Effective Sample Size

This cell computes the effective sample size after weighting. IPW can make a large dataset behave like a smaller one when a few rows receive large weights. Effective sample size is a useful stability diagnostic: lower values mean the weighted estimate has less independent information than the raw row count suggests.

def effective_sample_size(weights):
    weights = np.asarray(weights, dtype=float)
    return weights.sum() ** 2 / np.sum(weights**2)


ess = (
    model_df.groupby("treatment_label")["ipw_capped"]
    .apply(effective_sample_size)
    .rename("effective_sample_size")
)
ess
treatment_label
rank_4_plus   228674.8828
top_3          12249.9217
Name: effective_sample_size, dtype: float64

Effective sample size translates the weight distribution into a practical precision warning.
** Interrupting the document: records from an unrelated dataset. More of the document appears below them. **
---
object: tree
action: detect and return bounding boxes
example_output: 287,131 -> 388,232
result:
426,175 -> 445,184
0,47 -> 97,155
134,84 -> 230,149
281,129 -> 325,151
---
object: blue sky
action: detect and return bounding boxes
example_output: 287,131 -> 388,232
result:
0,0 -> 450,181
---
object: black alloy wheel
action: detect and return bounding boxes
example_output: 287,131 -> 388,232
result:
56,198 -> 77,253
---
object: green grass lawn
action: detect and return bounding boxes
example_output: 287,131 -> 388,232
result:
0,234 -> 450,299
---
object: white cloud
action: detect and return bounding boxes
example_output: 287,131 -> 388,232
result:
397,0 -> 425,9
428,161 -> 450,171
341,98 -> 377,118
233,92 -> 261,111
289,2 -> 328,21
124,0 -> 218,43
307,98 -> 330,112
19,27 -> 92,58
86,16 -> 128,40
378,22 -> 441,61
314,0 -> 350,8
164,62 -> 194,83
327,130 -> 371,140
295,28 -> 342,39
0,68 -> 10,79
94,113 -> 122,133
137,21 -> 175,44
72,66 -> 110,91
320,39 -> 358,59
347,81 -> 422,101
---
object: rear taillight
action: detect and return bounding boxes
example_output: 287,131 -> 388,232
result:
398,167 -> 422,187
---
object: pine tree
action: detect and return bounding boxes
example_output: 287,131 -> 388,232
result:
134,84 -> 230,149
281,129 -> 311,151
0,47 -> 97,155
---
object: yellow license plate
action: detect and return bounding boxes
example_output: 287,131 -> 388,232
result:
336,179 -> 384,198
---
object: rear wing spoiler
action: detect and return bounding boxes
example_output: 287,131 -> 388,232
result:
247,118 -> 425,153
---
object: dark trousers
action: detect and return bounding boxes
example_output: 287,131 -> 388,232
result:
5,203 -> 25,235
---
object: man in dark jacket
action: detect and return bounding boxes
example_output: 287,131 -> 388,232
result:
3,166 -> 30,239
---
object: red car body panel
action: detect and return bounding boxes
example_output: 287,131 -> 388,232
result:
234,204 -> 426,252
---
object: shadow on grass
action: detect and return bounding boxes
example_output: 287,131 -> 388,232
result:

A large drop from raw sample size means the estimator is relying on fewer weighted observations than the row count suggests.

Interpretation Checklist

Use this checklist when reading the results:

  1. Did the propensity model find structure in top-3 assignment?
  2. Do treated and control rows have reasonable propensity overlap?
  3. Are IPW weights stable, or are a few rows dominating the estimate?
  4. Did numeric covariate balance improve after weighting?
  5. How different is IPW lift from naive lift?

This notebook gives the first adjusted estimate. The next step is a doubly robust estimator, which combines a propensity model with an outcome model for extra protection against model misspecification.